PHOTO NICK IWANYSHYN, ARCHIVES LA PRESSE CANADIENNE

Pablo Rodriguez

« Nous avons eu la chance d’avoir cette conversation à cœur ouvert où j’ai expliqué le Québec, les Québécois, le rôle de la religion dans notre histoire, le rôle de la Révolution tranquille et aussi comment les choses ont changé », a-t-il relaté.

« Elle s’est excusée pour ses commentaires, a-t-il ajouté. Ce ne serait pas la première personne à blesser les gens – et j’ai été blessé –, mais elle devrait pouvoir avoir une seconde chance. »

Le poste de représentante spéciale de la lutte contre l’islamophobie a été créé à la suite d’une recommandation émise lors du Sommet sur l’islamophobie en 2021 pour lutter contre la montée des crimes haineux envers les musulmans.

Une lettre signée par plus de 200 personnes, dont le sociologue Guy Rocher et de nombreux musulmans, a été envoyée au premier ministre Justin Trudeau lundi pour réclamer l’abolition du poste. La militante pour la laïcité Nadia El-Mabrouk, qui en est l’instigatrice, a fait valoir que le terme « islamophobie » assimile la critique de la religion à la haine contre des personnes.

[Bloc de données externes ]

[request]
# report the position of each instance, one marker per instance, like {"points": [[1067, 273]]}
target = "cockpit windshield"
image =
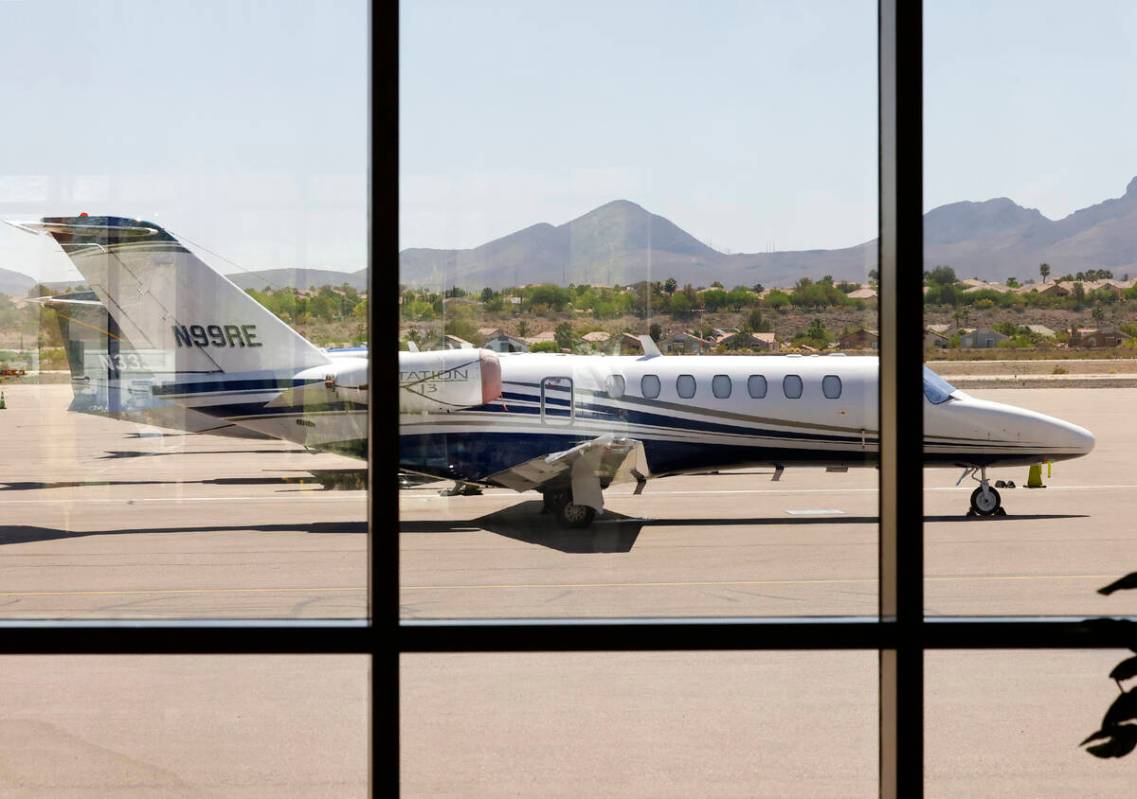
{"points": [[936, 389]]}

Ce avec quoi le ministre Lametti n’est pas tout à fait d’accord. « Évidemment, on doit combattre l’islamophobie, a-t-il dit. J’ai été prof pendant 30 ans, il y a tout le temps des façons de dire quelque chose d’une manière acceptable. »

Amira Elghawaby aura un mandat de quatre ans. Elle recevra un salaire annuel compris entre 162 700 $ et 191 300 $.